"Music is the universal language." How often have we heard the phrase? It's amazing-the power of an oft-repeated, unexamined aphorism. This one in particular, it sounds so, romantic-convincing."
Anyone who's ever listed to traditional music from Asian cultures will know that the line isn't true: somehow what sounds right to their composers sounds totally wrong to ears formed in Western patterns - even if we don't have the training or vocabulary to recognize and describe what's wrong.
So what does this mean in a liturgical / catholic / Catholic context? In short, Gregorian chant is no more the universal musical language than any other. Jesus didn't use it the way we know it - any more than he prescribed sing the Psalms the way the Jewish people did as the only way to worship God.
Personally, I found this part interesting too:
"We Went, We Sang, We Conquered…
During the 19th and 20th centuries, as Western and European Christians went out around the world, ... some even tried to “help” the local music-makers by teaching them to sing in unisonand by encouraging the translation of Western Christian songs into local languages. Current
practice [does not] always demonstrate a value for the God-given musical and artistic resources of the host cultures.
... it never occurred to most Christian workers that just as they were learning new, complex, and “strange-sounding” languages in order to communicate with local people, they also needed to learn to understand the local music systems. Instead, they brought their Bible in one hand and a hymnbook in the other. Often the Bible was translated into the vernacular, but when it came to the hymnbooks, only the words changed (in translation), not the basic musical language of the songs."

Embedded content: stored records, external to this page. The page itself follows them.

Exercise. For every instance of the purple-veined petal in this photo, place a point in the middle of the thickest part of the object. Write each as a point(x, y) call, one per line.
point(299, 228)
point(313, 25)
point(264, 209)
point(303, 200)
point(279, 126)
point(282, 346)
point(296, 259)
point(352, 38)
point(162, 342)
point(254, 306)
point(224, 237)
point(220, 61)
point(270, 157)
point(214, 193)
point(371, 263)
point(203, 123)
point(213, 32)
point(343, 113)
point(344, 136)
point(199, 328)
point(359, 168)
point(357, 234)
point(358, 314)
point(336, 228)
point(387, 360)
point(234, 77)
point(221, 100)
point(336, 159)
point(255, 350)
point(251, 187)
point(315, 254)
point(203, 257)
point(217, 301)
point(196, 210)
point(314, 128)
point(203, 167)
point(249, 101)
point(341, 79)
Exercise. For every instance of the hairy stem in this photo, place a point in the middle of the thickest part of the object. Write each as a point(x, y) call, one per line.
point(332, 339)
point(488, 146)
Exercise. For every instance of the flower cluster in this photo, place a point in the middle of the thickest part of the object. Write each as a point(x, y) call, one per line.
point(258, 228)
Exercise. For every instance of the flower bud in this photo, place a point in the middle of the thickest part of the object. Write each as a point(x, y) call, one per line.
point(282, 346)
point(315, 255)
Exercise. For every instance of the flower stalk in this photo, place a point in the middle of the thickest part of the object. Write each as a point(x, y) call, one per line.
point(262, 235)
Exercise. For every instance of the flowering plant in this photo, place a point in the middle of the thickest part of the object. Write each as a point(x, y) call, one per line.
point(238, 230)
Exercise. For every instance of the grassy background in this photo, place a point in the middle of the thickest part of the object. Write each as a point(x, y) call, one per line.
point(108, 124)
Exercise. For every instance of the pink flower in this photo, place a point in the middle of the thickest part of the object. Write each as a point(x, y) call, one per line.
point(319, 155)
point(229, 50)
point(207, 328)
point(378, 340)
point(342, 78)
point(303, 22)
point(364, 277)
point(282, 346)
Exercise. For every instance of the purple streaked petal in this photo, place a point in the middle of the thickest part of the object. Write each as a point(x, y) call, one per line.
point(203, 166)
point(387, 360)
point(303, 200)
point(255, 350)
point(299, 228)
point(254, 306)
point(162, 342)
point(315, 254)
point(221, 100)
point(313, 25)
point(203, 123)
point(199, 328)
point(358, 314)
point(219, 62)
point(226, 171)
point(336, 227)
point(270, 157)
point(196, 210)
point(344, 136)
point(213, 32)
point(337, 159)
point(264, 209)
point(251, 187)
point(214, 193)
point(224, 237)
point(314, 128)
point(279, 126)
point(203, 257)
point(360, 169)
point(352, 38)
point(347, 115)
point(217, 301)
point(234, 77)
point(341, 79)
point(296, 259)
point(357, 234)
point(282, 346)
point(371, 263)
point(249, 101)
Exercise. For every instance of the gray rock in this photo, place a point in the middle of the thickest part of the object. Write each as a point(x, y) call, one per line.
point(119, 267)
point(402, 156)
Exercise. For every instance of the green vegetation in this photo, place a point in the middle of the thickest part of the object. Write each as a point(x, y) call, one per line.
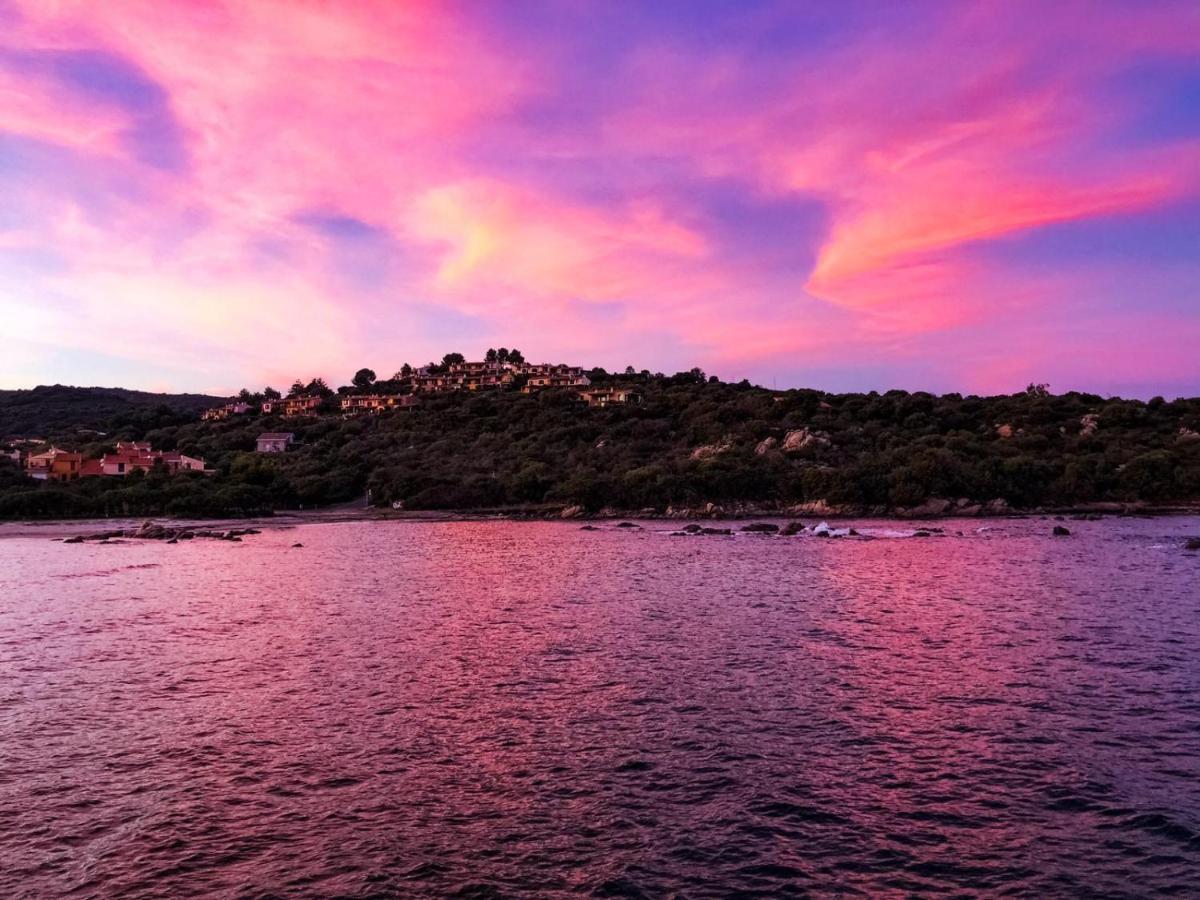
point(691, 441)
point(58, 409)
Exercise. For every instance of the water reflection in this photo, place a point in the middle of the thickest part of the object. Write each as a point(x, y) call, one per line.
point(528, 708)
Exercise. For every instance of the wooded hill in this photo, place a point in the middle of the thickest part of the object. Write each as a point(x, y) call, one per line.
point(690, 442)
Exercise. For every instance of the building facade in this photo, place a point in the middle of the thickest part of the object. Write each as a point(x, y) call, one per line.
point(275, 442)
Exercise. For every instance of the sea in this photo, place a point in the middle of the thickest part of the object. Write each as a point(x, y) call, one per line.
point(497, 708)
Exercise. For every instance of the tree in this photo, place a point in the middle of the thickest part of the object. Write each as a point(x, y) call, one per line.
point(317, 387)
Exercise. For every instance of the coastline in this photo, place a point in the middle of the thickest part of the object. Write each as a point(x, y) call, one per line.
point(60, 528)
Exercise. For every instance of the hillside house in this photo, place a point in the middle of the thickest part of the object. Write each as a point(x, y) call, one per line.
point(493, 376)
point(376, 403)
point(610, 396)
point(54, 465)
point(275, 442)
point(544, 376)
point(219, 413)
point(289, 407)
point(463, 376)
point(138, 456)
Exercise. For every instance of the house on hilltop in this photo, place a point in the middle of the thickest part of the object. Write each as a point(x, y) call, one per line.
point(303, 405)
point(54, 465)
point(610, 396)
point(376, 403)
point(219, 413)
point(275, 442)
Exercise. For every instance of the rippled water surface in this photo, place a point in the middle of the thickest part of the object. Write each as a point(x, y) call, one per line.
point(526, 708)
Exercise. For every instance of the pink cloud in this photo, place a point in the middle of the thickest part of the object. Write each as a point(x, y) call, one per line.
point(420, 123)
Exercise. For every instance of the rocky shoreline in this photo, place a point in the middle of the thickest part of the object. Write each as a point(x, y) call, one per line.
point(155, 532)
point(931, 509)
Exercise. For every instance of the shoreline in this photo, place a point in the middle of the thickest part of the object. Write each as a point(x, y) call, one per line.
point(57, 528)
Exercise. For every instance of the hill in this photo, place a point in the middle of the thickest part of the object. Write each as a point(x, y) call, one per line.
point(689, 443)
point(58, 409)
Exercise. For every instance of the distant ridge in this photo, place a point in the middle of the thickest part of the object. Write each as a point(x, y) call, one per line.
point(55, 408)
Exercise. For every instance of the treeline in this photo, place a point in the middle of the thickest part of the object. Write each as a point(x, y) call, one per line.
point(60, 409)
point(691, 441)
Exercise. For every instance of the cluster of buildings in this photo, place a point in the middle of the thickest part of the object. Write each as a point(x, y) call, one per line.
point(54, 465)
point(219, 413)
point(484, 376)
point(443, 379)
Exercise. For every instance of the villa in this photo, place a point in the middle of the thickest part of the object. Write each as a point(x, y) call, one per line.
point(376, 403)
point(54, 465)
point(303, 405)
point(219, 413)
point(493, 376)
point(275, 442)
point(550, 376)
point(610, 396)
point(133, 456)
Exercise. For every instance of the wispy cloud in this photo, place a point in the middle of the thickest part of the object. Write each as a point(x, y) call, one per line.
point(253, 189)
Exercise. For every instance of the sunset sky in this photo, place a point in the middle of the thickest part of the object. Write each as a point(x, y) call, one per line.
point(850, 196)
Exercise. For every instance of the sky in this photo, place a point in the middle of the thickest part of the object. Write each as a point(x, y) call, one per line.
point(852, 196)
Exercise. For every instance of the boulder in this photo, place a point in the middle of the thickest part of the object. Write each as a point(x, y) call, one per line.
point(930, 509)
point(766, 445)
point(802, 438)
point(997, 507)
point(708, 451)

I think it's even worse than that:
As well as margnalising the indigenous musical expressions, many of the missionaries weren't actually the best of musicians. So I've met people who were taught to sing Latin hymns that many Catholics regard as treasures of the faith to tunes that Western culture considers trite and disrespectful (eg Kumbayah). I've also met people who think that certain hymns are "traditional African hymns" because those (18th century and out of favour) hymns aren't widely used in European countries any more.